Jueves: día mayormente aciago y triste en las composiciones de este joven poeta dominicano que, junto a Noé Zayas, llevó por años el timón de la editorial Ángeles de Fierro. Día consagrado al pensamiento y la memoria del amor, al sueño perturbador de esa muchacha misteriosa cuya evocación se reitera a lo largo de las páginas de este poemario, tan lleno de felices aciertos líricos, de notas que revelan una recóndita pasión, un existir nervioso que sólo a través del conducto de la poesía se atreve a decir su nombre. Nombre que es múltiple y diverso, ajeno a veces al paso del tiempo, otras sumido de lleno en los estertores del tránsito fugaz y de la agitada vida actual.

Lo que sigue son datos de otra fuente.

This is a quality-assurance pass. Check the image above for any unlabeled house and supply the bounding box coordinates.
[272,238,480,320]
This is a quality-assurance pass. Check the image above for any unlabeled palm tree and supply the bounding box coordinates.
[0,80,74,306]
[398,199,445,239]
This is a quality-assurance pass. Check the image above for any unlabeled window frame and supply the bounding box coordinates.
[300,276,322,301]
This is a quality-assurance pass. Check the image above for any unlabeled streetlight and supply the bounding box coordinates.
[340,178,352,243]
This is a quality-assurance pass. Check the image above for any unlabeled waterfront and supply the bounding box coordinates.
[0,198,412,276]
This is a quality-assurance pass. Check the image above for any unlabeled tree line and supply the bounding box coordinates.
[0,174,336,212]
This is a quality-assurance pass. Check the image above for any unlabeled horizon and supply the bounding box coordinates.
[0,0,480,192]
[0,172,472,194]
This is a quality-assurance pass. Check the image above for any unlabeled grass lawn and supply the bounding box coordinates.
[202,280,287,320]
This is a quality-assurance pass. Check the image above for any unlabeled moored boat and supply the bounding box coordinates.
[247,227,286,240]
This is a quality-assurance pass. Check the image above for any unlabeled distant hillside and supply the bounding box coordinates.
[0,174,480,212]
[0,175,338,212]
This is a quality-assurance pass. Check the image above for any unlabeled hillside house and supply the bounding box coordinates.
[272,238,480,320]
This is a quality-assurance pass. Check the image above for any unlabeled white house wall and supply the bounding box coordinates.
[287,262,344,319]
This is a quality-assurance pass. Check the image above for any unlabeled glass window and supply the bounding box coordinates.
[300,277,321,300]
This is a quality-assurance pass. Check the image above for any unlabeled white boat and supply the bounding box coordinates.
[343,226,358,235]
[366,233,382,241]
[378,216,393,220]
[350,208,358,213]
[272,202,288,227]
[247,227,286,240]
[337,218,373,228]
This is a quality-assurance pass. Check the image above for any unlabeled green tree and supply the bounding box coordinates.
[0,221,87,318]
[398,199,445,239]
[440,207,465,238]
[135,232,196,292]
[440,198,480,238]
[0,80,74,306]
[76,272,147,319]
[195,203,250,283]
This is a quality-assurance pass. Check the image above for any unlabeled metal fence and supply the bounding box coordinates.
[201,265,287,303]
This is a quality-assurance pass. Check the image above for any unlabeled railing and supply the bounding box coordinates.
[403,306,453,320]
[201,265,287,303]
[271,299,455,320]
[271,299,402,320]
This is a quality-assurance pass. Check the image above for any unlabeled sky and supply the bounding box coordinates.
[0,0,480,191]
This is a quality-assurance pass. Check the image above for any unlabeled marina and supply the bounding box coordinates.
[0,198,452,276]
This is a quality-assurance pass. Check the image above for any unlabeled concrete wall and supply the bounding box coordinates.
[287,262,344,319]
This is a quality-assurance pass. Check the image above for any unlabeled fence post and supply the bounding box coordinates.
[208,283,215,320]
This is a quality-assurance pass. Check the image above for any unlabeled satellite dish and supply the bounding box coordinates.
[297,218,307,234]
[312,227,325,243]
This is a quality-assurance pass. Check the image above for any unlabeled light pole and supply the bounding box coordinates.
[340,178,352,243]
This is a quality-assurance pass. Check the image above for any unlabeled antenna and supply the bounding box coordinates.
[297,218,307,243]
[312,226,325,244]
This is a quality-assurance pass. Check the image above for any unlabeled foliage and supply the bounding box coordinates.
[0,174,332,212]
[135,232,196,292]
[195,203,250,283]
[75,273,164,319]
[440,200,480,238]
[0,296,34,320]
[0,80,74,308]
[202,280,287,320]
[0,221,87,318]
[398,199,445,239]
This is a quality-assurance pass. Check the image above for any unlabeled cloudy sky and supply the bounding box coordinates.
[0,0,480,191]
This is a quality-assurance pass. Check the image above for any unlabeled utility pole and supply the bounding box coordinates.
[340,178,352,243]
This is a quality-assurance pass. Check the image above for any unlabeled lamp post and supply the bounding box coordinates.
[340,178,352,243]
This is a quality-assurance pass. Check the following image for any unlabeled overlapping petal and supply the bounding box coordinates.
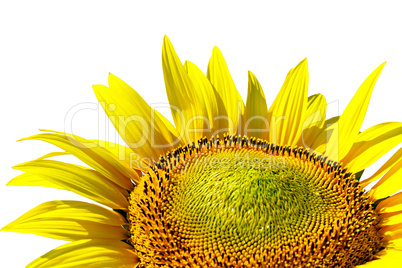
[27,239,139,268]
[2,201,128,241]
[268,59,308,145]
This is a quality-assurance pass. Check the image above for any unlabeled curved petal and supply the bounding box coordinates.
[7,160,128,209]
[342,122,402,173]
[21,132,135,190]
[311,116,339,153]
[89,139,149,175]
[207,47,244,134]
[162,36,208,143]
[356,249,402,268]
[1,201,128,241]
[268,59,308,146]
[377,192,402,213]
[93,74,181,160]
[325,62,385,162]
[184,61,229,137]
[371,159,402,199]
[360,148,402,188]
[27,239,139,268]
[243,71,269,138]
[299,94,327,148]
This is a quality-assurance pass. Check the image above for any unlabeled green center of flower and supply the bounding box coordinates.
[129,137,381,267]
[165,150,342,249]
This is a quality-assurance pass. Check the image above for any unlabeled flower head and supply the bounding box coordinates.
[2,37,402,267]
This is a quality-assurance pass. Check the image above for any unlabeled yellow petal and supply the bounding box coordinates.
[207,47,244,134]
[89,140,149,175]
[21,132,135,190]
[326,62,385,161]
[356,248,402,268]
[342,122,402,173]
[311,116,339,153]
[7,160,128,209]
[371,159,402,199]
[299,94,327,148]
[380,211,402,226]
[1,201,128,241]
[243,71,269,138]
[93,74,181,160]
[377,192,402,213]
[27,239,139,268]
[361,148,402,187]
[162,36,208,143]
[184,61,229,138]
[269,59,308,145]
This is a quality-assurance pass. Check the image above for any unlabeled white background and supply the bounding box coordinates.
[0,1,402,267]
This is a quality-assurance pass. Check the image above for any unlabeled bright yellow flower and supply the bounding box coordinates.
[2,37,402,268]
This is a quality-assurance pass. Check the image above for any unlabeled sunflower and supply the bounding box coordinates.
[2,37,402,268]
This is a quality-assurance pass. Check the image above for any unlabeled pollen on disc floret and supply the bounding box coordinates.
[129,135,381,267]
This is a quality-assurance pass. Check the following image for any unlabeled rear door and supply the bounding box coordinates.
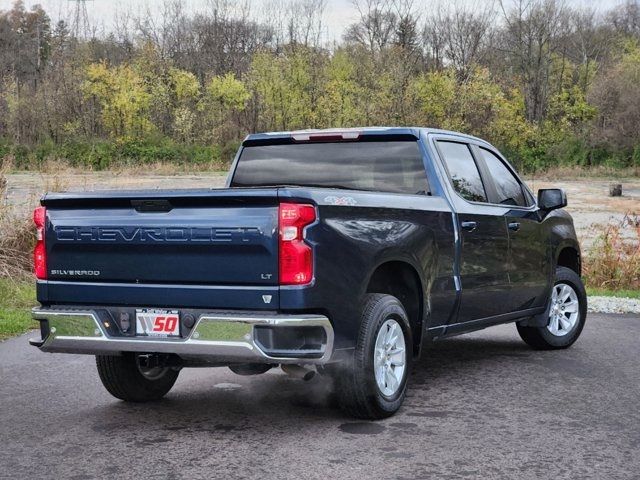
[436,139,510,323]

El yo poético se muestra casi siempre como una entidad escindida, fragmentada y en ocasiones dominada por el pesimismo y la añoranza. Es un yo solitario, cansado de sí mismo: “Que cansancio se siente cuando se está solo”, asevera el primer verso del texto que abre este poemario (“Árbol jueves de un yo cualquiera”). No obstante, este rasgo primordial, el yo del poeta no asume de forma plena su aislamiento, su encierro y devastación; en muchas ocasiones se abre a las efervescencias de la realidad cotidiana y circundante, mostrando toda la crudeza y fealdad que la define: “porque la cotidianidad es triste e imperfecta”.
En estos momentos, la muerte aparece como núcleo temático, como vector a través del cual el recuerdo se ejercita: “Que muerte más muerte la del muchacho de la esquina acribillado frente a su madre, jugaba a ser travesti todas las mañanas, ahora yace desnudo tirado en el fango sin sus sandalias color rosa”. La brutalidad de esta muerte, su tosquedad estética (las sandalias rosas enfangadas, sucias y ennegrecidas) describen una realidad grosera y vil, antilírica, frente a la que el poeta se rebela con el artificio de su lenguaje, la única arma que posee para enfrentar la miseria espiritual del pequeño mundo en que habita. Se trata de una lucha contra lo que él mismo denomina “el tirano”: tiranía de la incomprensión ante la belleza de la carne y el deseo, en este caso particular; tiranía que se hace omnipresente y prepotente a lo largo del poemario: la presencia de la muerte es, simplemente, avasalladora, obsesiva, igual en tardes de lluvia que en anocheceres de jolgorio. Ese muchacho muerto injustamente reaparecerá en varios poemas, vivo y reluciente, tocado por los efluvios de la brisa y por el secreto de la noche, mimoso y alegre, ajeno en apariencia “a la asechanza del olvido”.

La muerte y la oscura noche, con su imperecedero olor a miedo, como dos amigos inseparables que observan con atenta mirada las erráticas trayectorias de los muchachos felices, de las doncellas enamoradas, del poeta asombrado ante el cuerpo desnudo de la mujer, en medio de una ciudad implacable, vacía y silenciosa, habitada por sótanos y calles estrechas. Una ciudad ajustada a las normativas severas de los jueves, a la sombra errante de la tristeza y el dolor.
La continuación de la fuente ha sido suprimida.